Database generated Identity would require additional implementation details. Also, we would surely have better performance with Application generating identities not having to wait for data to be stored into the Database to determine Identity. Besides the performance, the moment when the Identity was generated was very important to us. We used event sourcing and we needed Identities set before storing the domain events into the event store.
It is important to say that our event store had optimistic concurrency controlenabled. Saving two domain events with the same Version related to the same Payment was not possible. One of the domain events would be discarded and the user would be informed.

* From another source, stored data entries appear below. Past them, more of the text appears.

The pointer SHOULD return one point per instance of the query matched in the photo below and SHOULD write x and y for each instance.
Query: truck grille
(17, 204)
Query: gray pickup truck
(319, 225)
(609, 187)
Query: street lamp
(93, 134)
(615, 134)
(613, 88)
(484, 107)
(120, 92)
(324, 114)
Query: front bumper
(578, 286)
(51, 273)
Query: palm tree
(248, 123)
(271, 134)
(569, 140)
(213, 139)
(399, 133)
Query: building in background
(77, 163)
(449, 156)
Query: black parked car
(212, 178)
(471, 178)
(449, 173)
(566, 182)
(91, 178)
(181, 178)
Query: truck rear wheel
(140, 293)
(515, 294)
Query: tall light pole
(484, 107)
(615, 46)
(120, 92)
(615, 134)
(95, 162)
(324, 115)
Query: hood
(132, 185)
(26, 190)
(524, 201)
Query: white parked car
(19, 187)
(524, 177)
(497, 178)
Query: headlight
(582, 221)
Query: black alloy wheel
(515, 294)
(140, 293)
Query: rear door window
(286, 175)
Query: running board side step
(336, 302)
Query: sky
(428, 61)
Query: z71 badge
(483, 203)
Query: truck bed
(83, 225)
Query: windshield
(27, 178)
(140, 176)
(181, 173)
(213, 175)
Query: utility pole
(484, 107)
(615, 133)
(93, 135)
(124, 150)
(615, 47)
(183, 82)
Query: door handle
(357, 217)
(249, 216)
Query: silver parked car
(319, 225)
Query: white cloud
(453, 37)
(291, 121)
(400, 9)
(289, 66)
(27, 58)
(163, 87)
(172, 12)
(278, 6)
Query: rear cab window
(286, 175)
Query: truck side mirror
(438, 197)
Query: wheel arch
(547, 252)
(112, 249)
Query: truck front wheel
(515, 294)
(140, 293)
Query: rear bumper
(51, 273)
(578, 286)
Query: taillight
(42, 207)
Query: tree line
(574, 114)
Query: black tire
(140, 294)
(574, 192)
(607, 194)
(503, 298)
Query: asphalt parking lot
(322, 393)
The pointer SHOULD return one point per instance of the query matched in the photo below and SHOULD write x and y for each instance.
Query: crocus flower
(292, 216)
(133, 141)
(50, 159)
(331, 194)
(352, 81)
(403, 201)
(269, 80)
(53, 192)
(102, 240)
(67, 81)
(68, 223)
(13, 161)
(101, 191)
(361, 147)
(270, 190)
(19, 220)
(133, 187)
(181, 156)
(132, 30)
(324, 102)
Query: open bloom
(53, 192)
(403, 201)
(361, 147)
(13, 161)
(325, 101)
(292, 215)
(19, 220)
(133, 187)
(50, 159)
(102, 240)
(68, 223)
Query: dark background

Then new requirements came up. There were several other microservices (different bounded contexts) that recognized a need to create payments through our application. Our application would have to handle and process commands received via service bus and create payments accordingly. During the lifetime of a Payment, our application would have to publish events via service bus so other microservices would be able to subscribe and listen to the events, each time Payment status changes.
In order to meet the requirements, the only domain change we introduced was a new Payment property called Correlation. It will be generated by other microservices and sent to our application when initiating a payment. It was agreed that the payment status change events will contain Correlation property as well, so subscribers can determine payments they are interested in and be able to update the status of a correct payment in their contexts.
And it worked, at least until one morning, when we noticed a bunch of payments with the same Correlation on their way to the bank. Actually, some Payments were completely the same, the same Correlation, Amount, Bank Accounts… The only difference was the Payment Identity that was unique across all payments in our application. That did not seem right. The payments looked like they were doubled or even tripled somehow. Those were around €100,000.00 worth of unwanted payments with went-to-bank status. Soon after, there were a lot of headphone icons next to our names on Slack.
Post mortem investigation discovered a bug in a client application, the one that initiates the payments in our application via service bus. The bug caused sending the same message over and over again. The bug was not on our side, but it does not mean we did everything right. To make things even worse, we realized that we had the service bus configured as at-least-one-delivery which could lead to duplicated messages even without bugs in client applications. As it turned out, we did not handle properly the possibility of receiving the same message more than once and poorly chosen Payment Identity played a major role.
Another Bounded Context assigns Identity?
Upon receipt of a command, the message handler was checking and rejecting the message if a Payment with the same Correlation already exists in our read models. But we did not realize that it would not be enough. Our read models were eventually consistent with the domain events. In case we receive several messages at the same time with the same Correlation, the does-already-exist check might not help, because the read model might not be updated yet.
Then it was clear, Correlation should have been Payment Aggregate Root Identity, the Identity generated by another Bounded Context. That way no special validations are required. Our event store will not allow saving PaymentInitiated domain events with the already existing combination of Aggregate Root Identity and Aggregate Root Version.
We missed the opportunity to rethink and redesign Payment Aggregate Root Identity at the moment when we introduced the new way for payments to be created. Actually, we should try to question, rethink, remodel and adjust the design every time the domain expands. We realized that doing DDD properly requires continuous brainstorming in every phase of the project. We do not need to be afraid of modelling wrong. Only through challenges and experience (ours and others), we can improve our modelling skills. There is no boilerplate solution that fits every domain.
And yes, the bank was contacted and double payments were cancelled. Everything was fine.